Batı Balkanların AB’ye entegrasyonu
Scholz, yıllardır AB üyeliği arayışında olan Batı Balkan ülkelerinin bu durumun göz ardı edilmemesi gerektiğini vurguladı. Scholz, Mayıs ayı sonunda gerçekleştirilecek AB Liderler Zirvesine “Batı Balkanlar’ın Avrupa Birliği’ne ait olduğu yönündeki açık mesajıyla” katılacağını söyledi. AB üyelik hedefleri olan 6 Batı Balkan ülkesi Arnavutluk, Bosna Hersek, Kosova, Karadağ, Kuzey Makedonya ve Sırbistan’ın yıllardır süren reform sürecine dahil olduklarını söyleyen Scholz, “Onlara olan taahhütlerimizi yerine getirmek sadece bizim güvenilirliğimizle ilgili bir mesele değildir. Bugün, entegrasyonları her zamankinden daha fazla stratejik çıkarlarımıza da hizmet ediyor.” diyerek Rusya da dahil olmak üzere bölgedeki “dış güçlerin” etkisine işaret etti. Scholz ayrıca Batı Balkanlar’ı ziyaret edeceğini duyurdu.

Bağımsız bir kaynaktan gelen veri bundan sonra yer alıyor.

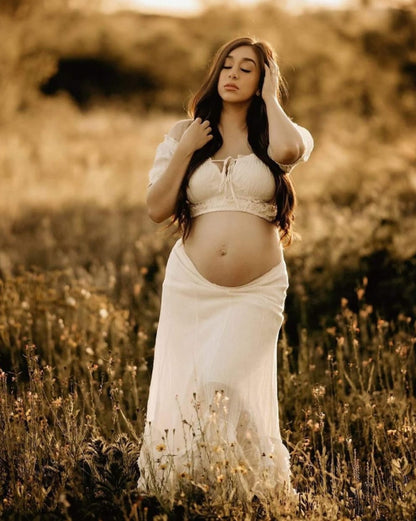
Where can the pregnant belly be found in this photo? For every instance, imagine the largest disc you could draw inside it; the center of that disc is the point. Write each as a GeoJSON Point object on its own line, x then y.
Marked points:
{"type": "Point", "coordinates": [233, 248]}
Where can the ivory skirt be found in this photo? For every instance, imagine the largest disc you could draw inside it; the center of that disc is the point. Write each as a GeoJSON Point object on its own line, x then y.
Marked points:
{"type": "Point", "coordinates": [212, 410]}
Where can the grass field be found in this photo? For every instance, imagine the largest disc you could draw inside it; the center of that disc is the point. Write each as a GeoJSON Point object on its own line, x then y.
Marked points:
{"type": "Point", "coordinates": [81, 269]}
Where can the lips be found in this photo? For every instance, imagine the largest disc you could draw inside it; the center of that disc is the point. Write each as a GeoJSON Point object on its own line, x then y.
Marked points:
{"type": "Point", "coordinates": [230, 86]}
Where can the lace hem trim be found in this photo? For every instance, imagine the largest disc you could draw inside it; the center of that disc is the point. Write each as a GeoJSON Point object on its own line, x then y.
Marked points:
{"type": "Point", "coordinates": [260, 208]}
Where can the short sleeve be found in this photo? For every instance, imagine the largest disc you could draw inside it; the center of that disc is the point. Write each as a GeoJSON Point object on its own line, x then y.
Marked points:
{"type": "Point", "coordinates": [308, 144]}
{"type": "Point", "coordinates": [164, 153]}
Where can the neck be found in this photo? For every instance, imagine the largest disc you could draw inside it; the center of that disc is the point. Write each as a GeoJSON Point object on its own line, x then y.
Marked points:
{"type": "Point", "coordinates": [234, 115]}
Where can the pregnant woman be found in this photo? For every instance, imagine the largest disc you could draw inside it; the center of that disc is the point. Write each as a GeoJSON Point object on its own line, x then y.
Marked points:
{"type": "Point", "coordinates": [222, 176]}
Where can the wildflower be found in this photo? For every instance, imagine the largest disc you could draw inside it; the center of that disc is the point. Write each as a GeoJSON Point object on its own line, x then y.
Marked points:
{"type": "Point", "coordinates": [57, 402]}
{"type": "Point", "coordinates": [86, 294]}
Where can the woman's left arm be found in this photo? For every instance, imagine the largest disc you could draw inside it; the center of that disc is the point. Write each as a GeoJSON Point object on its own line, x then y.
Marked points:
{"type": "Point", "coordinates": [286, 145]}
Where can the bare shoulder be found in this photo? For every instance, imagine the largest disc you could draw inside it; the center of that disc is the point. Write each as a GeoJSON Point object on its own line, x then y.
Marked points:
{"type": "Point", "coordinates": [179, 128]}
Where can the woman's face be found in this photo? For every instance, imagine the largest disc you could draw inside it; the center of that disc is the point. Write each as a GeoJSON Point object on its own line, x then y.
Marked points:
{"type": "Point", "coordinates": [239, 78]}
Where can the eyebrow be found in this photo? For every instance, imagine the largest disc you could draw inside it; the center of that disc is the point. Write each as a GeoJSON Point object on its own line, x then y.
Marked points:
{"type": "Point", "coordinates": [244, 59]}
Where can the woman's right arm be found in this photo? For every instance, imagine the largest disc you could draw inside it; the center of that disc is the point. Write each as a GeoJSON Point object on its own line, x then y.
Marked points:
{"type": "Point", "coordinates": [163, 193]}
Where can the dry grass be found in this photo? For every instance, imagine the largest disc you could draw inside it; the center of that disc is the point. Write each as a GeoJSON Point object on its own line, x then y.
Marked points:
{"type": "Point", "coordinates": [81, 269]}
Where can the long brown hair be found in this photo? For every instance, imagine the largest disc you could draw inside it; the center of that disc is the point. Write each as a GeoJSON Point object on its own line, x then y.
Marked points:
{"type": "Point", "coordinates": [207, 104]}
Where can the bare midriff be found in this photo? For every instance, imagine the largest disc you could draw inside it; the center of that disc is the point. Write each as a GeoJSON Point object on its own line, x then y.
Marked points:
{"type": "Point", "coordinates": [232, 248]}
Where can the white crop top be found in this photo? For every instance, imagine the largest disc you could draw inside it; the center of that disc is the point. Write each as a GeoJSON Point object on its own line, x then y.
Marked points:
{"type": "Point", "coordinates": [243, 184]}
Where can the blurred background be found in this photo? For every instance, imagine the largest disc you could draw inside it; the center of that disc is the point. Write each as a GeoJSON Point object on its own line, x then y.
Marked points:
{"type": "Point", "coordinates": [88, 89]}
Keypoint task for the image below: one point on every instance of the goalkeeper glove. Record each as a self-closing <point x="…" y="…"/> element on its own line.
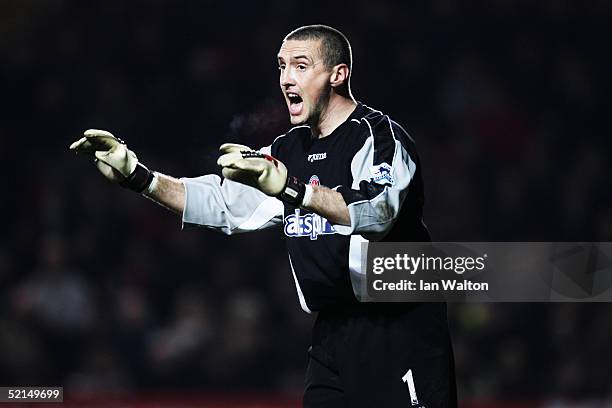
<point x="262" y="171"/>
<point x="114" y="160"/>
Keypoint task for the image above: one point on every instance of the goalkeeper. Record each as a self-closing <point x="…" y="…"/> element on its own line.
<point x="343" y="175"/>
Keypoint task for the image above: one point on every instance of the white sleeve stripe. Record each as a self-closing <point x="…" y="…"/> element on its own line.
<point x="299" y="289"/>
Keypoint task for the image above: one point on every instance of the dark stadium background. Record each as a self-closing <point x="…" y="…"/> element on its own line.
<point x="103" y="293"/>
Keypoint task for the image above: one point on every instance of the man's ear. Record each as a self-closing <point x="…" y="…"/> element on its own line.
<point x="340" y="74"/>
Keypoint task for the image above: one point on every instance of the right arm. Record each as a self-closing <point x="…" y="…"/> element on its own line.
<point x="168" y="192"/>
<point x="208" y="201"/>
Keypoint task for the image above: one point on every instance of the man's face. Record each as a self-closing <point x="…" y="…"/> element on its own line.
<point x="304" y="80"/>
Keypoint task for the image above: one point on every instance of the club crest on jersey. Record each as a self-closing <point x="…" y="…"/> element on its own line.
<point x="307" y="225"/>
<point x="382" y="174"/>
<point x="317" y="156"/>
<point x="314" y="180"/>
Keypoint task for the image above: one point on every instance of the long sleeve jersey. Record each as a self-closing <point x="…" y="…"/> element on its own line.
<point x="369" y="159"/>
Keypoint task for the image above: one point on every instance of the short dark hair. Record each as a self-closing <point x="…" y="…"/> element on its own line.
<point x="335" y="47"/>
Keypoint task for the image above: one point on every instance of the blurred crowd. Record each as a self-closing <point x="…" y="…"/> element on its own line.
<point x="103" y="291"/>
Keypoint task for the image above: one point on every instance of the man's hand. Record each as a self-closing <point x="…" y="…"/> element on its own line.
<point x="114" y="160"/>
<point x="245" y="165"/>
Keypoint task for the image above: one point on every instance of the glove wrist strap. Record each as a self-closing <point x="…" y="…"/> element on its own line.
<point x="139" y="180"/>
<point x="293" y="193"/>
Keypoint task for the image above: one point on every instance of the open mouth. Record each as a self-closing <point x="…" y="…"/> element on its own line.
<point x="295" y="103"/>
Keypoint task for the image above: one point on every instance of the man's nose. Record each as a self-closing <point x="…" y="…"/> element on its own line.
<point x="286" y="78"/>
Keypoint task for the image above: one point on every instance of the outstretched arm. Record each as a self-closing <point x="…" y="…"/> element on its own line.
<point x="207" y="201"/>
<point x="168" y="192"/>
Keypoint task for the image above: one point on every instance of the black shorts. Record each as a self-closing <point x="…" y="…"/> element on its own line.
<point x="381" y="355"/>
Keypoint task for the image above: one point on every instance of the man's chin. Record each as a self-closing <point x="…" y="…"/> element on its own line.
<point x="297" y="120"/>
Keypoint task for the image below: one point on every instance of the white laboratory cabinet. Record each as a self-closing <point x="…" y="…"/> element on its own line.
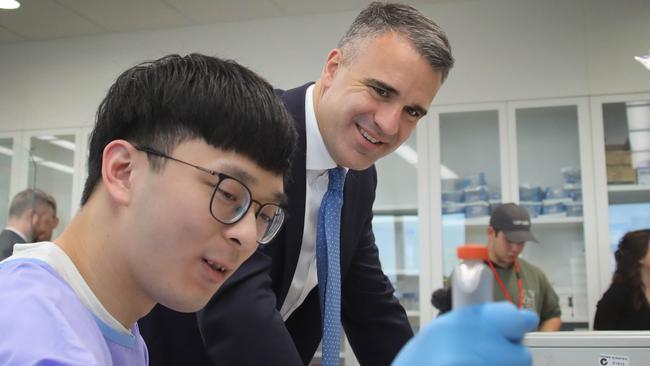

Avrupa’nın enerji krizine de değinen Başbakan Scholz, “Amacımız açık, Avrupa’nın enerji konusundaki egemenliğini artırmak ve iklim hedeflerimize birlikte ulaşmak istiyoruz” dedi. Scholz, “Güçlü bir ülkeyiz, güçlü ortaklarımız ve güçlü ittifaklarımız olduğu için burada, Avrupa’da ve dünya genelinde olayların üstesinden geleceğimize inancım tamdır. Ama aynı zamanda neyi savunduğumuzu biliyoruz, barış, özgürlük ve hukukun üstünlüğü.” şeklinde konuştu.
AB Liderler Zirvesinin gündemi
30 ve 31 Mayıs’ta gerçekleştirilecek Olağanüstü AB Liderler Zirvesinde Ukrayna’daki savaşın ve etkileri ele alınacak. Brüksel’de bir araya gelecek olan devlet ve hükümet başkanları, Rusya’ya karşı planlanan petrol ambargosu ve AB Komisyonu’nun AB’yi Rus fosil yakıtlarından uzaklaştırmaya yönelik uzun vadeli planını da masaya yatıracak. Toplantıda Ukrayna’nın AB üyeliğinin de görüşülmesi beklenirken, ülkenin aday statüsüne ilişkin karar en erken Haziran ayında verilecek.